C’è Borghi che non vuole ridurre l’uso del contante, e però vuole fare la flat-tax: ovvio, vuole anche uscire dall’euro. C’è Di Maio che non ha la più pallida idea di come gestire le crisi Whirlpool e Knorr, per non parlare dei cassintegrati dell’Ilva o della Fca mandata al diavolo dai francesi. Il Paese è imballato, e Moody’s, in un report, liquida con una solenne pernacchia l’embrione di politica economica di questo governo gialloverde sempre più surreale i cui due dioscuri, però, emettono ieri – dopo due mesi di scontri indiretti sanguinosi – una nota congiunta per dire: “Il governo deve andare avanti”.



È il solito pasticcio all’italiana, talmente vieto e trito che neanche più lo spread reagisce come una volta, cioè sembra non dare più peso all’enormità delle cose dette che però non corrispondono mai a quelle fatte e nemmeno fattibili.

Per fortuna che ancora per sei mesi a Francoforte qualcuno ci ama, pur senza dirlo: è Mario Draghi, presidente della Banca centrale europea. Che ieri ha lanciato un messaggio netto: la politica monetaria deve affrontare con energia la flessione delle aspettative di inflazione. Le decisioni prese, all’unanimità, dal consiglio Bce nella riunione di giugno puntano tutte in questa direzione. La cosiddetta forward guidance (strategia di spinta monetaria alla crescita) è stata prolungata: i tassi resteranno fermi fino alla metà del 2020. Le Tltro – le aste di liquidità a lungo termine finalizzate ai prestiti per le imprese – hanno caratteristiche piuttosto generose, al punto da farne uno strumento non solo tecnico. La Bce, infine, ha detto chiaramente di essere pronta ad agire nel caso in cui la situazione dovesse peggiorare. Non torniamo al cosiddetto “quantitative easing” ma poco ci manca.



E i tedeschi che dicono?
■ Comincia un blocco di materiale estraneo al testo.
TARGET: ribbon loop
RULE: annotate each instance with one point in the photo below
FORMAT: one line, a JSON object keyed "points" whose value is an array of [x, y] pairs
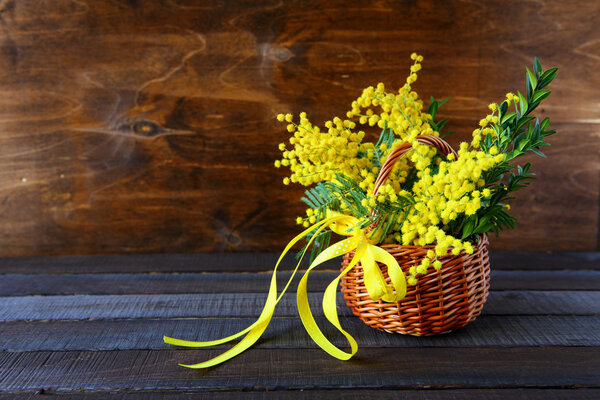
{"points": [[365, 252]]}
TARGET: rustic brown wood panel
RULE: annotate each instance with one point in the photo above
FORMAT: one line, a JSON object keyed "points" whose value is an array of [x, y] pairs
{"points": [[149, 126]]}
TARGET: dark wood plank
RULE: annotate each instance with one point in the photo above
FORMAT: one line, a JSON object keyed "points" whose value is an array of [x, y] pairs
{"points": [[152, 129], [522, 260], [143, 263], [250, 304], [98, 284], [311, 368], [486, 331], [257, 262], [346, 394]]}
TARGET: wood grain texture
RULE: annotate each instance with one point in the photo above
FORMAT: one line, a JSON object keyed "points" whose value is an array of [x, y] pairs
{"points": [[249, 305], [346, 394], [288, 333], [308, 369], [139, 127], [258, 262], [99, 284]]}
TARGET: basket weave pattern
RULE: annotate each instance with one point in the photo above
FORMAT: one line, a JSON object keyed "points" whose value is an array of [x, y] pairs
{"points": [[441, 301]]}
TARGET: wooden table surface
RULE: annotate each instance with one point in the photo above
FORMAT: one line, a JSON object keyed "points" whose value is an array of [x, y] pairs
{"points": [[90, 327]]}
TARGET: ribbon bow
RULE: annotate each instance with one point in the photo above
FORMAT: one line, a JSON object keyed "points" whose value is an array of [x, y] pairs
{"points": [[366, 252]]}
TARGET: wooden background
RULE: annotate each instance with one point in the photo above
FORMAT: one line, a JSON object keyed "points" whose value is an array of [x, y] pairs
{"points": [[148, 126]]}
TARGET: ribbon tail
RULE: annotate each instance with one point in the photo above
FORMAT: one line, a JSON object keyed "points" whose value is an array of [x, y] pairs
{"points": [[373, 277], [254, 331], [395, 273], [329, 303]]}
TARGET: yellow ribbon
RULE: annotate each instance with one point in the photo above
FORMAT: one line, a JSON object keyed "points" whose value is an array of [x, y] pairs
{"points": [[365, 252]]}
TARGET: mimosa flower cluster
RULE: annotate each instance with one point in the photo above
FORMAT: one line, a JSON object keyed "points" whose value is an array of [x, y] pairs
{"points": [[428, 199]]}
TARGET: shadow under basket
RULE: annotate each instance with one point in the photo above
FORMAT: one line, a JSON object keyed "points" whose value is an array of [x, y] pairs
{"points": [[440, 302]]}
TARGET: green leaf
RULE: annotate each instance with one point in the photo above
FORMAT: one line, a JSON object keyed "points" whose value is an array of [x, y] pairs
{"points": [[507, 118], [539, 153], [522, 103], [540, 95]]}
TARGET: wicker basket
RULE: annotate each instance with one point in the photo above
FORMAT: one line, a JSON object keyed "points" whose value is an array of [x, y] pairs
{"points": [[441, 301]]}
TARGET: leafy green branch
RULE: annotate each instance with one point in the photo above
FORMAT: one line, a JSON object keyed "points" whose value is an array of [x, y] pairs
{"points": [[515, 135]]}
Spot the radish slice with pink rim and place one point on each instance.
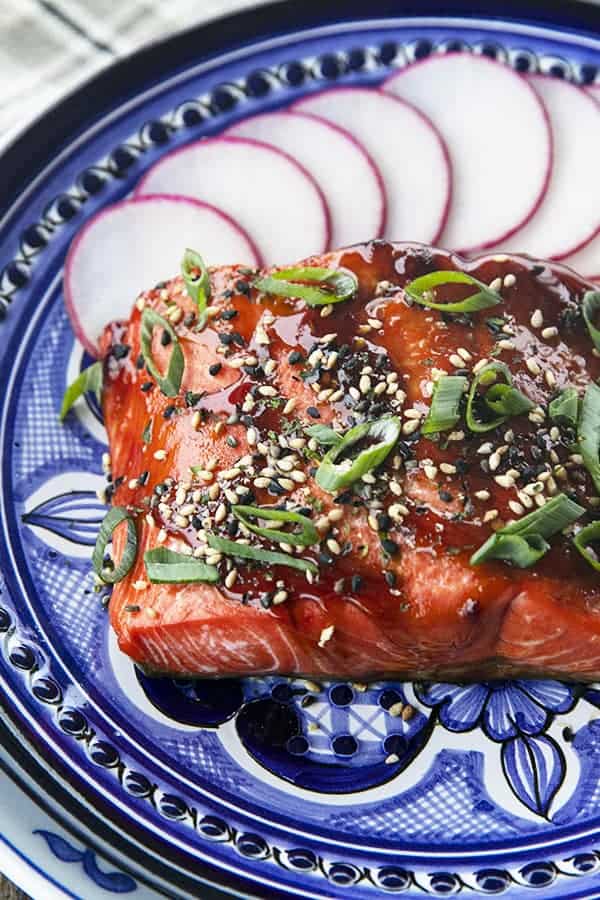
(569, 216)
(406, 149)
(129, 247)
(269, 194)
(499, 140)
(347, 174)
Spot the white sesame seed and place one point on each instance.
(447, 468)
(364, 385)
(220, 513)
(231, 578)
(494, 461)
(548, 333)
(411, 426)
(326, 635)
(537, 319)
(213, 559)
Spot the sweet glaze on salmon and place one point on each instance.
(395, 594)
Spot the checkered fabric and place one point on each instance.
(47, 47)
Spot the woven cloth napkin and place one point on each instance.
(47, 47)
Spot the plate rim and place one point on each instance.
(165, 57)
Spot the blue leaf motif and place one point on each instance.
(117, 882)
(73, 515)
(535, 769)
(62, 849)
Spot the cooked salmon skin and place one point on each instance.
(389, 587)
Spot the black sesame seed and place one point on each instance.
(390, 547)
(355, 584)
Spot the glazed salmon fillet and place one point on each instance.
(379, 574)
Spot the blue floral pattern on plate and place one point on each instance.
(312, 790)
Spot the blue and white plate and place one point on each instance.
(114, 783)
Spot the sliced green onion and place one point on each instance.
(89, 380)
(583, 541)
(422, 291)
(502, 399)
(323, 435)
(245, 551)
(168, 567)
(114, 517)
(332, 475)
(444, 411)
(334, 285)
(197, 280)
(307, 535)
(147, 432)
(591, 308)
(588, 432)
(532, 532)
(171, 382)
(565, 407)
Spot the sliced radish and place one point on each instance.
(569, 216)
(129, 247)
(270, 194)
(346, 173)
(406, 149)
(499, 140)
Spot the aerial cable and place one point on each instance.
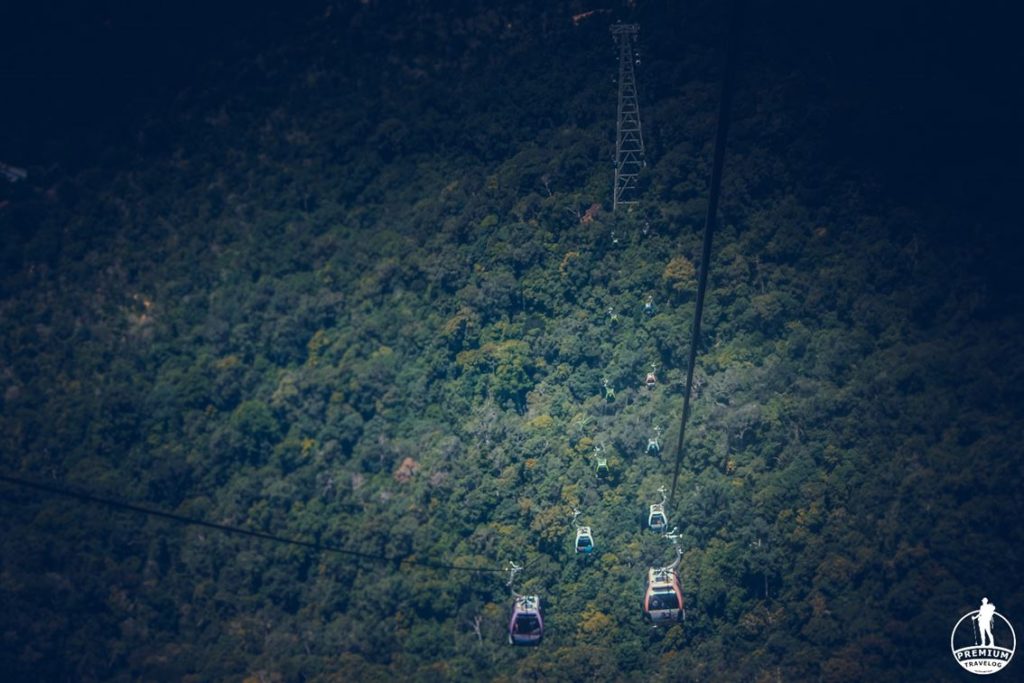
(193, 521)
(721, 131)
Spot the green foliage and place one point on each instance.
(337, 319)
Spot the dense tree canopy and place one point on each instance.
(369, 294)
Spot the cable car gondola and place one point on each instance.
(585, 541)
(663, 602)
(526, 625)
(656, 519)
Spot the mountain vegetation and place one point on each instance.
(364, 287)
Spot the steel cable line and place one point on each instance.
(193, 521)
(721, 132)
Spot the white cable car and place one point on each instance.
(656, 519)
(526, 625)
(585, 541)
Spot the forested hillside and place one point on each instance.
(363, 286)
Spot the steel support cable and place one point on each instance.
(193, 521)
(721, 131)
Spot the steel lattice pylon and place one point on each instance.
(629, 137)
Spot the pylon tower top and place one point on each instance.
(629, 136)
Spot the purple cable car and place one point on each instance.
(526, 626)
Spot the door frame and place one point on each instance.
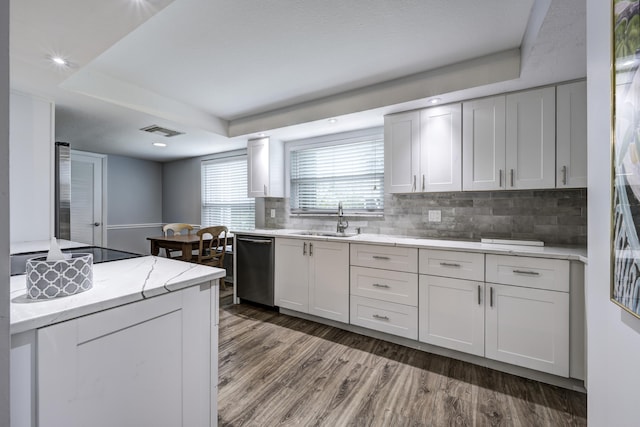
(103, 163)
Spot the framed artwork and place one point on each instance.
(625, 250)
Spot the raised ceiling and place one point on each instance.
(224, 70)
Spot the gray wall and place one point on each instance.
(181, 191)
(134, 203)
(4, 213)
(557, 217)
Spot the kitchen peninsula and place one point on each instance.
(139, 348)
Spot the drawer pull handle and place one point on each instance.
(528, 272)
(450, 264)
(381, 285)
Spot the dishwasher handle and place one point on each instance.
(259, 241)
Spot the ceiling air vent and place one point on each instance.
(160, 130)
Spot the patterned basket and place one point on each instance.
(53, 279)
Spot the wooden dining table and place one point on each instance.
(177, 242)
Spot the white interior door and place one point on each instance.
(87, 214)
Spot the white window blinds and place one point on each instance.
(224, 194)
(351, 173)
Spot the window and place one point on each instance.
(224, 194)
(349, 170)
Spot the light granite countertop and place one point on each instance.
(568, 253)
(115, 283)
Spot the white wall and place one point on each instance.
(4, 213)
(31, 168)
(613, 335)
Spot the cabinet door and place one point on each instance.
(143, 364)
(451, 313)
(329, 280)
(292, 274)
(258, 167)
(440, 149)
(571, 143)
(531, 137)
(401, 152)
(528, 327)
(483, 144)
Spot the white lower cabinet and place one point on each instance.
(528, 327)
(451, 313)
(312, 276)
(150, 363)
(384, 316)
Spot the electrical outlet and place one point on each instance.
(435, 216)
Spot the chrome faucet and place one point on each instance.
(343, 224)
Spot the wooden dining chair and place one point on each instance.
(213, 246)
(175, 228)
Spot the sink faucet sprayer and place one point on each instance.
(343, 224)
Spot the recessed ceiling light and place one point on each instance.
(59, 60)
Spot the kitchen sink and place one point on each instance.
(323, 233)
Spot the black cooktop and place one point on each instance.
(19, 261)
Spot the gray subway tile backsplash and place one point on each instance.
(557, 217)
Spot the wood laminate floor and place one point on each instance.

Niente, per ora, perché sono smarriti politicamente e nei guai economici (si fa per dire) anche loro.  Dunque non si oppongono alle preoccupazioni della Bce sull’incertezza alimentata dalla lenta evoluzione dell’economia globale con la connessa riduzione della già bassa inflazione.

Le cause avvistate dalla Bce sono essenzialmente il protezionismo americano e la Brexit. La Bce non ha strumenti contro gli effetti dell’aumento dei dazi, ma questo accentua l’apprensione. Per i mercati finanziari, la globalizzazione del commercio era la garanzia di un mondo multipolare e pacifico. Se questo mondo non è più garantito dai commerci, l’apprensione esplode.



Quindi: apprensione per il quadro internazionale, crescita lenta, inflazione bassa, e tassi bassi, per stimolare produzione e inflazione…

Come risolverla? Draghi non ne parla in pubblico ma si sa che sta scegliendo tra un nuovo taglio dei tassi o la riapertura dell’acquisto titoli (Qe).

Nessun riferimento diretto in questo orizzonte all’Italia finché Draghi sbotta quando gli chiedono che ne pensa dei minibot, evocati da qualche scienziato del governo per farsi ridere dietro. Draghi non ha riso e ha detto: “O sono moneta, illegale, o sono debito”.

Nel frattempo le apprensioni per il lento andamento dell’economia contagiano tutto il mondo. Martedì scorso, la banca centrale australiana ha ridotto i tassi di interesse ai minimi storici. Sono ben più ricchi di noi, ma fan fatica anche loro.